Author: Marie

The Lost: The Story of Slavery

The Lost: The Story of Slavery

How Rhiannon Giddens and Michael Abels turned an enslaved man’s narrative into an opera, ‘The Lost’ (Lincoln Center): How to use and enjoy artistry of the people to change a world

At the age of three, Joseph Smith wrote out an inventory of his household. “My little household furniture, a little bed, a little chest, a little table, chairs, and an old-fashioned chair,” he wrote in his diary for January 1827.

All of this furniture would have been made in the USA. The Smiths were traveling to Missouri with their slaves.

They stayed for a relatively short two-month period. Then, in the middle of December 1829, Joseph Smith died.

In a posthumous review of his journal, we read about a time when Joseph and his sons lived with a new master, Peter Whitmer, who, as a businessman, had found the right business opportunity.

As Smith’s brother Hyrum wrote, he “had brought up two little boys; a boy and a girl. We called the boy Peter; he is the oldest in the family.”

The story of how Peter Whitmer and “The Lost” come together in time and on stage is one of the most important stories in American theater. It was only in the 1960s, with the help of the work of scholars, playwright Michael Abels and singer, actress and composer Rhiannon Giddens, that this story began to be explored in serious, new terms.

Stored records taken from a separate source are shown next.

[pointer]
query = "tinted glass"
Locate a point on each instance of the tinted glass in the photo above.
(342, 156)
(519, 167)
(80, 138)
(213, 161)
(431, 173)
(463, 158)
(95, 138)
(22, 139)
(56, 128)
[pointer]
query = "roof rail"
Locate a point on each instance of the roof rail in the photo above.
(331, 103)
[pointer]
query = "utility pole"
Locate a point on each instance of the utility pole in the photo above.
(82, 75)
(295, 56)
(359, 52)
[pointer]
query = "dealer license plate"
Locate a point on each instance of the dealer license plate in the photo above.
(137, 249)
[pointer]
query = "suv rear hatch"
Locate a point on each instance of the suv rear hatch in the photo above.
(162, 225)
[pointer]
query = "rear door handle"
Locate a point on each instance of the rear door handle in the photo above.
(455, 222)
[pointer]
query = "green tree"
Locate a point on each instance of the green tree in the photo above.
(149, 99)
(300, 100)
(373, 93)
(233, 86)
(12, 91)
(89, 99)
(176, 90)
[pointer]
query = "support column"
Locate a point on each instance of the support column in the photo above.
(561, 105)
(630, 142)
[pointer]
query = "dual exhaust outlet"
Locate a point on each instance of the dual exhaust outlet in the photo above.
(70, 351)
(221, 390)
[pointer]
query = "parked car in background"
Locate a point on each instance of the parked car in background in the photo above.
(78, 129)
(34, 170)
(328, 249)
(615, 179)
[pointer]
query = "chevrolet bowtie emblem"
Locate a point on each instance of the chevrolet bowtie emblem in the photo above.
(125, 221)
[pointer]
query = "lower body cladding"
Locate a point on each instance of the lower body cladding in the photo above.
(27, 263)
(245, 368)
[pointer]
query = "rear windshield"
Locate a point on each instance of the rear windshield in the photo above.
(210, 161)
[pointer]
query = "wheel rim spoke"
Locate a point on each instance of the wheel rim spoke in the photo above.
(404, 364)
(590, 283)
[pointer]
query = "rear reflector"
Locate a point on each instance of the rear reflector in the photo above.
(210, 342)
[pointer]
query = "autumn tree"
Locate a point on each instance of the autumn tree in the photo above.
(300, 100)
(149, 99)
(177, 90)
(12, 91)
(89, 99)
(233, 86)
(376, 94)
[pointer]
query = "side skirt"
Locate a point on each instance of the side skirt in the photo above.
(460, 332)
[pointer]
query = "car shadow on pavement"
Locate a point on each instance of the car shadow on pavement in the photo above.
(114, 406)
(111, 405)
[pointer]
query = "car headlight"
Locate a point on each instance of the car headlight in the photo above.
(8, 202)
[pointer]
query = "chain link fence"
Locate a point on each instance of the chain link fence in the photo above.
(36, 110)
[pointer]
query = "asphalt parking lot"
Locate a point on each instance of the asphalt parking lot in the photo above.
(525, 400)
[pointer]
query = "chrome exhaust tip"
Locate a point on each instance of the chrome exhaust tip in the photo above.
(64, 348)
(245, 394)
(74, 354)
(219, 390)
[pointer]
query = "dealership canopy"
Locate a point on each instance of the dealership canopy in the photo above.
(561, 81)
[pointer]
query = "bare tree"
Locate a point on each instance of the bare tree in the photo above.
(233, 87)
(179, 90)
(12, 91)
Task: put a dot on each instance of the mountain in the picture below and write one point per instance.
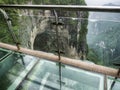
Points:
(103, 35)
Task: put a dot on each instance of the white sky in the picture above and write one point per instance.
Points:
(101, 2)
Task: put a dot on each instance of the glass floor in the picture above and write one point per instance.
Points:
(24, 72)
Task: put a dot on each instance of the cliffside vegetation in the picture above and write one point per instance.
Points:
(77, 29)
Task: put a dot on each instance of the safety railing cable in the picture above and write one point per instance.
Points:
(58, 46)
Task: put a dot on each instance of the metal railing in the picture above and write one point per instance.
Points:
(66, 7)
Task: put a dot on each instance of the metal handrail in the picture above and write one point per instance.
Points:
(66, 7)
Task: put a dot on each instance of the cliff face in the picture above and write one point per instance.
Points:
(40, 34)
(36, 30)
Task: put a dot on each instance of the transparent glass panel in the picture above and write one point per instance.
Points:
(45, 76)
(12, 66)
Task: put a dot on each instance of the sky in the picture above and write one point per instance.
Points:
(101, 2)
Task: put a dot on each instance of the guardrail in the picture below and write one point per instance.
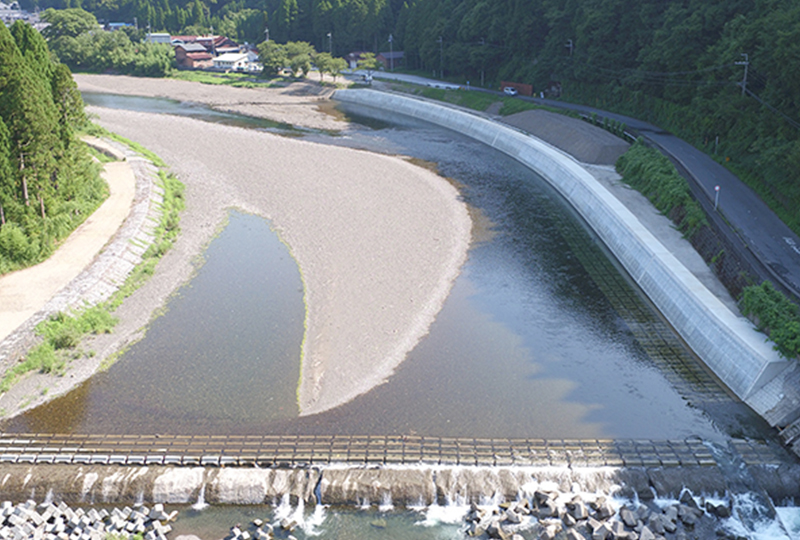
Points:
(294, 451)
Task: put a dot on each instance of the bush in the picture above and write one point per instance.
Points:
(775, 315)
(654, 176)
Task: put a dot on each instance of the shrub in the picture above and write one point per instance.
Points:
(775, 315)
(654, 176)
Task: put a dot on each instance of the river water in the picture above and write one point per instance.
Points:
(543, 336)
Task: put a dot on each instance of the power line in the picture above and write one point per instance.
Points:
(792, 122)
(665, 78)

In a few short decades, Rhiannon Giddens and Michael Abels turned a story of slavery into an opera, “The Lost” — a story of slavery that many people still are not aware of.

“The Lost” was first staged in 2010 at the Lincoln Center. In that production, Giddens played Harriet Jacobs, and Abels played George Washington Parke Custis, the man who had taken his family from Virginia in 1762 and sold them for slavery to settle in Pennsylvania.